Весь этот лондонский ансамбль, непрерывно расширявшийся, расколется на два города, или, лучше сказать, такой раскол завершится. Развитие в этом направлении, начавшееся задолго до того, ускорилось после Большого пожара 1666 г., который практически уничтожил сердце Сити, если не сказать, почти все Сити целиком.
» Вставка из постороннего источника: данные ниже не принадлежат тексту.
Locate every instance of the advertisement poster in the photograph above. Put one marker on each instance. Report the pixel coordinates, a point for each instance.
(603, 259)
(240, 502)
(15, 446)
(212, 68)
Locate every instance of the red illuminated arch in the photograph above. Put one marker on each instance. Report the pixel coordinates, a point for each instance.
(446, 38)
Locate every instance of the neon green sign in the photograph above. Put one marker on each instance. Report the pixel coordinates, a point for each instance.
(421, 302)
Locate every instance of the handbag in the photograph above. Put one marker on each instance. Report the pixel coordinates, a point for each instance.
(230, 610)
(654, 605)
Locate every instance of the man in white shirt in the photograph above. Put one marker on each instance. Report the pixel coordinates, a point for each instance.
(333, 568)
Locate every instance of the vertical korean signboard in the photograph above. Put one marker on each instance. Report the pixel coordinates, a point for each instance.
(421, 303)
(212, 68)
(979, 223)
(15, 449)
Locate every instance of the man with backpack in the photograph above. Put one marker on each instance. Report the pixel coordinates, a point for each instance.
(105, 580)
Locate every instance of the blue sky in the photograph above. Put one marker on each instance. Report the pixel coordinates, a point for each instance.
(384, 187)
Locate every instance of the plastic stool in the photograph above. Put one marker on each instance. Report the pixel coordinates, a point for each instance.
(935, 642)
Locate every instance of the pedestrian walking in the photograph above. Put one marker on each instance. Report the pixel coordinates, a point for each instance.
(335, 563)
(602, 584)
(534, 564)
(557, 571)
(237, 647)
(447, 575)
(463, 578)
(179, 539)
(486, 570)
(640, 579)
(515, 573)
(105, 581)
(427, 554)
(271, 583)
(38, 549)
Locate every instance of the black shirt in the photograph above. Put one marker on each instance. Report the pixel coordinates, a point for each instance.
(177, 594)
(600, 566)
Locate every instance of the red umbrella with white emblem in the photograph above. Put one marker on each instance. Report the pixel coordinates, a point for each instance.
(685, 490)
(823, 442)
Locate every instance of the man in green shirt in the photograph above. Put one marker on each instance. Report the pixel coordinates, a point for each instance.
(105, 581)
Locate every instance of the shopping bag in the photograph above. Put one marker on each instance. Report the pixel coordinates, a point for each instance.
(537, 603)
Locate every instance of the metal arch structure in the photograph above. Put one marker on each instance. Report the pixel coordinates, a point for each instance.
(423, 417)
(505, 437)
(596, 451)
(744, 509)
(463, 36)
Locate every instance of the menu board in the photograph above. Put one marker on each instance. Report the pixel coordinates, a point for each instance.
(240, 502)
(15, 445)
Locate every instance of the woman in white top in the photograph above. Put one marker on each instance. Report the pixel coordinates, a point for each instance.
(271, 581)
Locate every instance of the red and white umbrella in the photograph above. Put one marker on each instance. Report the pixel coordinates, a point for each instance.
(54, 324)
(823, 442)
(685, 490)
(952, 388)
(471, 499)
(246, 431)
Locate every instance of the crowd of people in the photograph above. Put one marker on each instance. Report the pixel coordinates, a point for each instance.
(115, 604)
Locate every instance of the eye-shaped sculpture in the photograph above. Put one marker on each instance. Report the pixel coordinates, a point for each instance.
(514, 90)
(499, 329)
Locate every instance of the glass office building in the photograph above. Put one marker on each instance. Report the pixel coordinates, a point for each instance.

Уже в 1662 г., до этой катастрофы, Уильям Петти объяснял, что Лондон-де растет в западном направлении, дабы избежать «дыма, паров и зловония всех этих людских скоплений в восточной части, ибо господствующие ветры дуют с запада… Так что дворцы наиболее важных лиц и дома тех, кто от них зависит, перемещаются в сторону Вестминстера, а старинные большие дома в Сити становятся складами купеческих компаний или же превращаются в наемное жилье»{1563}. Так происходило «соскальзывание» лондонских богатств к западу. Если еще в XVI в. центр города находился по соседству с Корнхилл, то сегодня, в 1979 г., он располагается неподалеку от Черинг-Кросс, то есть у западной оконечности Стрэнда. Какой же путь он прошел!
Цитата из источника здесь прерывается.